Page MenuHomePhabricator

Provide access to image sizes from WDQS SPARQL
Open, LowPublic

Description

A user has posted in Wikidata Project Chat that it would be useful to be able to access the sizes of images that are the objects of image-valued properties like P18 (image) and other such properties, in order eg to identify particularly small ones for quality-control purposes.

Clearly the ultimate resolution to this problem is likely to depend on the final design of Stuctured Data for Commons; but in the meantime perhaps it would be possible to create a SERVICE, invoked at a similar stage in the query to the label look-up service, that could retrieve such information via the mediawiki API (T148245: Explore making WDQS access mediawiki API)

Event Timeline

Restricted Application added a subscriber: Aklapper. · View Herald Transcript

(Got the diff wrong, but the next paragraph shows why Alexmar983 would find this useful).

Images are not any separate entities right now, just links. If we want to add information about them, we can (as information about the entity identified by commons URL) but we'd need to look into existing ontologies I think. I'm pretty sure somebody already used RDF to capture media information, so we don't need to reinvent the wheel here.

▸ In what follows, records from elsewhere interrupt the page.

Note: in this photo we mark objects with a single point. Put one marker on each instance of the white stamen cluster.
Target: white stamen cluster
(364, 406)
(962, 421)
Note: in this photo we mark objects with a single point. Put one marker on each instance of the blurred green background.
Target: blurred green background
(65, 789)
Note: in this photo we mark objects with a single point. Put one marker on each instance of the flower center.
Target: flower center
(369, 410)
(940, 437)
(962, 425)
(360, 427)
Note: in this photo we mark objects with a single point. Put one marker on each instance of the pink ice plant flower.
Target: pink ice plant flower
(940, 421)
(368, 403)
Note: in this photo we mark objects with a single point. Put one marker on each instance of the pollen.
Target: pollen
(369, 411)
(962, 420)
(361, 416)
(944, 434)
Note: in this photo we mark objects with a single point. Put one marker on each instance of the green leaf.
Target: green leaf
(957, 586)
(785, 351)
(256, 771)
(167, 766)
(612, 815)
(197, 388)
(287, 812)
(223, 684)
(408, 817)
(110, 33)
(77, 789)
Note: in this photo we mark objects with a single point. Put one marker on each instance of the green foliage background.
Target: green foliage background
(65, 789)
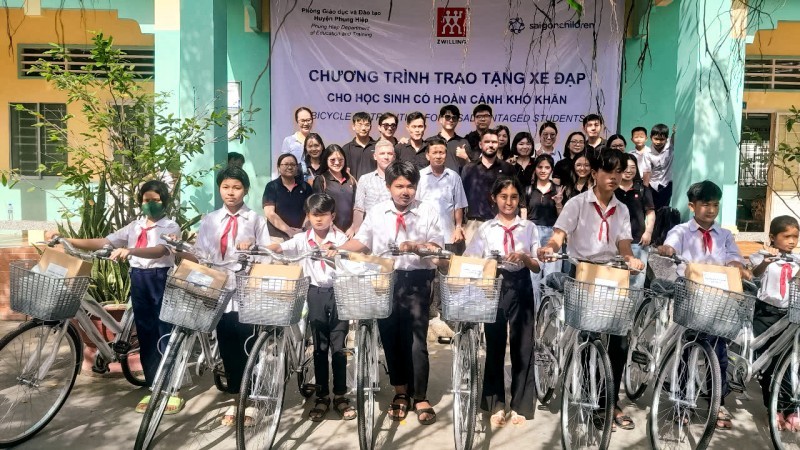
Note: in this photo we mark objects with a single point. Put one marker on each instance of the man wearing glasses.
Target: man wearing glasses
(458, 149)
(482, 117)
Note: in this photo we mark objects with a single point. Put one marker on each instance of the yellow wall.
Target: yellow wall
(68, 27)
(782, 41)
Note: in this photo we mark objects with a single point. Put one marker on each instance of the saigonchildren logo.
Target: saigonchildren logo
(451, 25)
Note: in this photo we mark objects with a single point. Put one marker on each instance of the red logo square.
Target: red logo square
(451, 22)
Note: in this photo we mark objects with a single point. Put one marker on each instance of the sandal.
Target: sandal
(174, 405)
(318, 412)
(431, 419)
(141, 407)
(394, 407)
(344, 408)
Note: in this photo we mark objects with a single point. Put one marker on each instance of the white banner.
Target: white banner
(531, 60)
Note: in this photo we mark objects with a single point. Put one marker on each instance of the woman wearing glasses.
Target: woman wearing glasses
(283, 200)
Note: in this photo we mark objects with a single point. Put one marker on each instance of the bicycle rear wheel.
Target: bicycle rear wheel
(686, 398)
(127, 346)
(586, 404)
(367, 382)
(545, 366)
(167, 383)
(263, 389)
(465, 386)
(29, 396)
(641, 343)
(785, 399)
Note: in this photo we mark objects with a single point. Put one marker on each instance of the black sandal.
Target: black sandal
(429, 410)
(347, 408)
(394, 406)
(317, 414)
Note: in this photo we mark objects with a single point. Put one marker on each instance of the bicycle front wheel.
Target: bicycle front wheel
(639, 364)
(686, 398)
(167, 383)
(465, 387)
(38, 367)
(262, 391)
(367, 382)
(586, 404)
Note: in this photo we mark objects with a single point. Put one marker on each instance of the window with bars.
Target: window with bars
(31, 145)
(141, 58)
(772, 74)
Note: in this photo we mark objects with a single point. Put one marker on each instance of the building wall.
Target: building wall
(71, 27)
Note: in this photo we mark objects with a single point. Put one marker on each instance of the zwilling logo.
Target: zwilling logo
(451, 22)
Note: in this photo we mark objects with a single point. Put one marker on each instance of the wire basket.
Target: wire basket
(193, 306)
(270, 301)
(711, 310)
(469, 299)
(598, 308)
(364, 297)
(42, 296)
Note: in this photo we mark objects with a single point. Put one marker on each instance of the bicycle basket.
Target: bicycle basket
(42, 296)
(711, 310)
(599, 308)
(469, 299)
(193, 306)
(270, 301)
(364, 297)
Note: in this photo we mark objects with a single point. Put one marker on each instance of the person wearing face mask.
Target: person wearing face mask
(150, 261)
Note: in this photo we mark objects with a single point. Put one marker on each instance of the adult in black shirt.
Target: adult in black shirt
(284, 198)
(479, 177)
(360, 150)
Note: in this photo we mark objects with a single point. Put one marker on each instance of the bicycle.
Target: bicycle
(194, 309)
(42, 357)
(689, 372)
(283, 346)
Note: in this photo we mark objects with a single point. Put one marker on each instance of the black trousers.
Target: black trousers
(329, 334)
(516, 312)
(147, 292)
(232, 336)
(764, 317)
(404, 333)
(663, 196)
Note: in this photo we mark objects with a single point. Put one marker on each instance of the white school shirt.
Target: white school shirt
(491, 236)
(770, 291)
(687, 241)
(579, 219)
(446, 192)
(380, 228)
(661, 166)
(643, 160)
(127, 236)
(321, 273)
(370, 190)
(252, 227)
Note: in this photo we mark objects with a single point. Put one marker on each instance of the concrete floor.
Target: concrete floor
(99, 415)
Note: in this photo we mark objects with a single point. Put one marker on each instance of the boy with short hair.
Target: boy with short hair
(660, 157)
(641, 152)
(359, 151)
(414, 148)
(593, 127)
(387, 126)
(596, 227)
(702, 240)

Just as not to create a separate tast for the sake of asking a question: if this is possible then do I understand it correctly that support for such things as sizes of pages behind sitelinks and other their metadata access could be added too?

do I understand it correctly that support for such things as sizes of pages behind sitelinks and other their metadata access could be added too?

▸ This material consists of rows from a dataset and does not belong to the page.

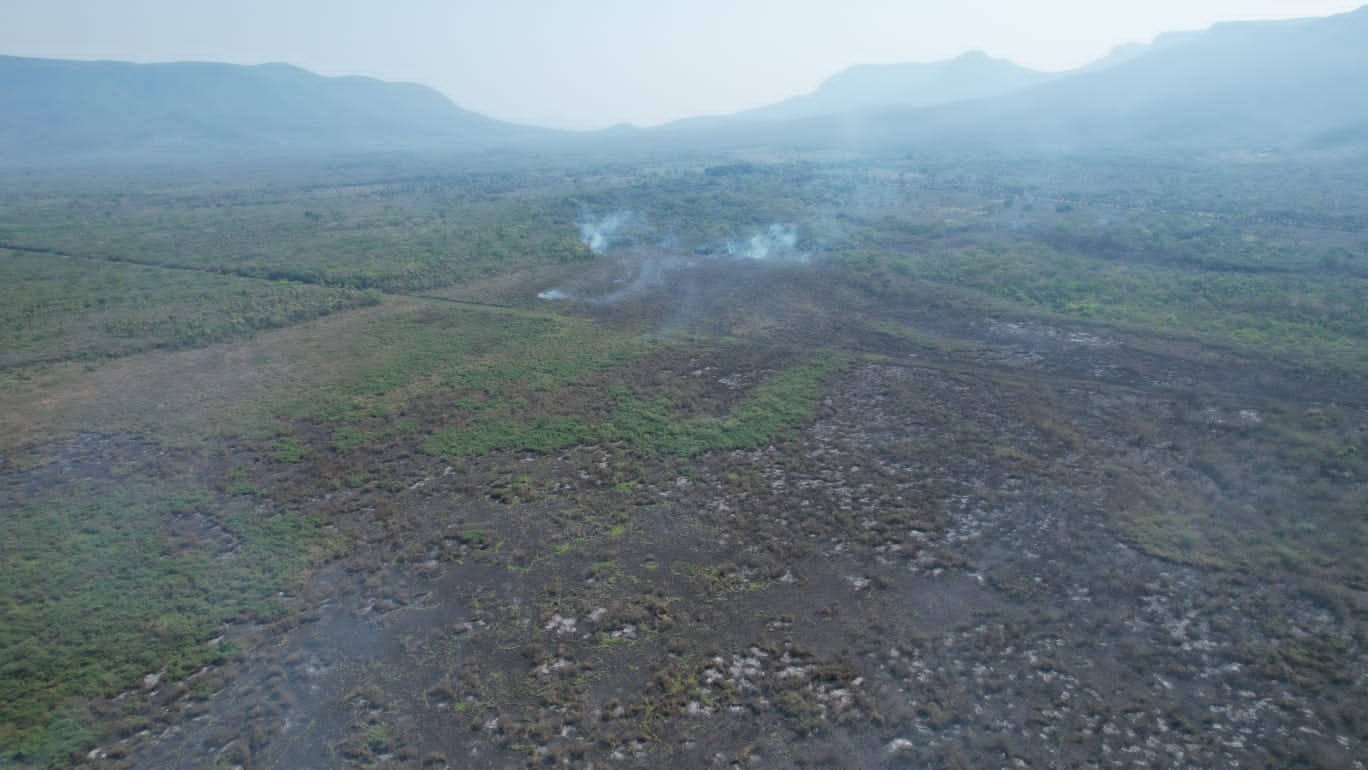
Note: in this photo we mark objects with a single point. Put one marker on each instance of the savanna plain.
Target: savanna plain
(686, 461)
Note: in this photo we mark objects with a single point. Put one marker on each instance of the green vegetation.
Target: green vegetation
(784, 401)
(266, 342)
(106, 583)
(55, 308)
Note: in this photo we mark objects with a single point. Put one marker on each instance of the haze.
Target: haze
(594, 63)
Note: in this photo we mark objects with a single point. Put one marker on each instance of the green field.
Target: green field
(200, 369)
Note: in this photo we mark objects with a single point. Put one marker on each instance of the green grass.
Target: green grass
(649, 424)
(97, 590)
(1316, 317)
(56, 308)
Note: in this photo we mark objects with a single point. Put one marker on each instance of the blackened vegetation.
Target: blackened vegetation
(1026, 465)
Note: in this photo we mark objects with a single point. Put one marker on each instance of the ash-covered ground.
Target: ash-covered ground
(954, 565)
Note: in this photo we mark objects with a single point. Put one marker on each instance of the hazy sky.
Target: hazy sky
(591, 63)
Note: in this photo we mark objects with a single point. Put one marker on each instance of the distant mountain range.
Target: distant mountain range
(872, 86)
(1237, 86)
(60, 108)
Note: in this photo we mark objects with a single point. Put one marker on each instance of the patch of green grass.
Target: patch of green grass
(287, 450)
(785, 401)
(55, 308)
(97, 590)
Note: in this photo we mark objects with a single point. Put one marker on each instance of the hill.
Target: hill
(62, 110)
(969, 75)
(1235, 86)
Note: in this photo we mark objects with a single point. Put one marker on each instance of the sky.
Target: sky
(595, 63)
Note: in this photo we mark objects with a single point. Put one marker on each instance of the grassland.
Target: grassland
(211, 387)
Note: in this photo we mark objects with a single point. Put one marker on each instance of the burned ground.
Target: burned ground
(962, 560)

It is technically easy to add anything that is in page_props (on wikidata), and is slightly harder but still not too hard to add any information that is associated with the page entity and immediately available when exporting to RDF. Adding information about other pages - e.g. pages on another wiki, not wikidata - is harder because we'd have to get info from a different wiki, which is all different can of worms.

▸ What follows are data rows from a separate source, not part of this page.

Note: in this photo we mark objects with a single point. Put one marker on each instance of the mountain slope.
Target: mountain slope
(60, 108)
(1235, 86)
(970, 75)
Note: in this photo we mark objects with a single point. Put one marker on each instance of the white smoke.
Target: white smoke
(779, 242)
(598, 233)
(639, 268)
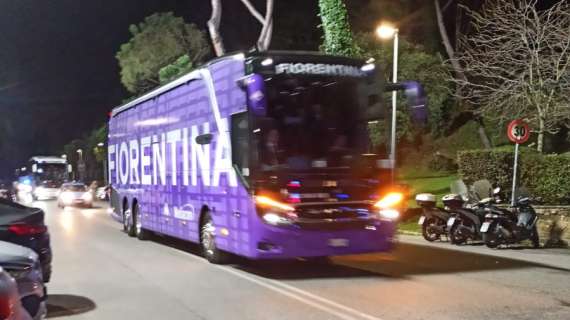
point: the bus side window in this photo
(240, 142)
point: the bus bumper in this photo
(286, 243)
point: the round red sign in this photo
(518, 131)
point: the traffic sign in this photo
(518, 131)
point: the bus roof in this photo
(47, 159)
(301, 55)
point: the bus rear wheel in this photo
(140, 233)
(208, 242)
(128, 225)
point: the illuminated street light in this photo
(387, 31)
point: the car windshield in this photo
(75, 188)
(313, 122)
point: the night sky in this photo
(59, 77)
(58, 74)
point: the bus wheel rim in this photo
(208, 238)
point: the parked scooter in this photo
(510, 227)
(433, 219)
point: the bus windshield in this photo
(313, 122)
(52, 171)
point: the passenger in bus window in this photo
(339, 150)
(270, 151)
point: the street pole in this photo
(514, 189)
(394, 103)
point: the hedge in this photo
(546, 176)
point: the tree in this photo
(156, 42)
(265, 35)
(180, 67)
(458, 70)
(414, 63)
(338, 38)
(517, 64)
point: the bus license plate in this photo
(339, 243)
(422, 219)
(485, 226)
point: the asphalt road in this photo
(100, 273)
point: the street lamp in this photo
(101, 145)
(387, 31)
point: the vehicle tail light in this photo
(26, 229)
(6, 307)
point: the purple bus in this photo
(261, 155)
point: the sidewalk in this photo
(557, 258)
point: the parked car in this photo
(25, 226)
(75, 194)
(23, 265)
(10, 305)
(6, 190)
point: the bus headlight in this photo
(25, 187)
(274, 212)
(391, 214)
(87, 196)
(390, 200)
(276, 219)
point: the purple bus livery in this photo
(261, 155)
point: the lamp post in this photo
(81, 165)
(104, 161)
(386, 31)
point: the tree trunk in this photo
(214, 28)
(266, 33)
(540, 138)
(457, 69)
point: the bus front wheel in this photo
(208, 242)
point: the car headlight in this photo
(25, 187)
(66, 197)
(391, 214)
(87, 196)
(19, 273)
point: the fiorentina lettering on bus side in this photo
(146, 160)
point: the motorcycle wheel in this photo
(534, 238)
(491, 237)
(455, 235)
(428, 234)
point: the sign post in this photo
(518, 132)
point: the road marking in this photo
(292, 292)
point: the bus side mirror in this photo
(416, 99)
(204, 138)
(254, 86)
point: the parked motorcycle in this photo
(511, 226)
(433, 219)
(466, 221)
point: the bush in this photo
(544, 176)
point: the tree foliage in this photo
(158, 41)
(338, 38)
(178, 68)
(517, 63)
(418, 64)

@Abit is this something that is now supported on Commons via Structured Data?

You can also do this via MWAPI now (query link):

SELECT * WHERE {
  BIND(wd:Q42 AS ?item)
  ?item wdt:P18 ?image.
  BIND(STRAFTER(wikibase:decodeUri(STR(?image)), "http://commons.wikimedia.org/wiki/Special:FilePath/") AS ?fileTitle)

  SERVICE wikibase:mwapi {
    bd:serviceParam wikibase:endpoint "commons.wikimedia.org";
                    wikibase:api "Generator";
                    wikibase:limit "once";
                    mwapi:generator "allpages";
                    mwapi:gapfrom ?fileTitle;
                    mwapi:gapnamespace 6; # NS_FILE
                    mwapi:gaplimit 1;
                    mwapi:prop "imageinfo";
                    mwapi:iiprop "dimensions".
    ?size wikibase:apiOutput "imageinfo/ii/@size".
    ?width wikibase:apiOutput "imageinfo/ii/@width".
    ?height wikibase:apiOutput "imageinfo/ii/@height".
  }
}

Though it requires one API call per file (it abuses the allpages generator since MWAPI doesn’t directly let you specify the titles parameter), so it’s not very efficient. (Depending on where you get the images from, you may be able to use a better generator for the API request.)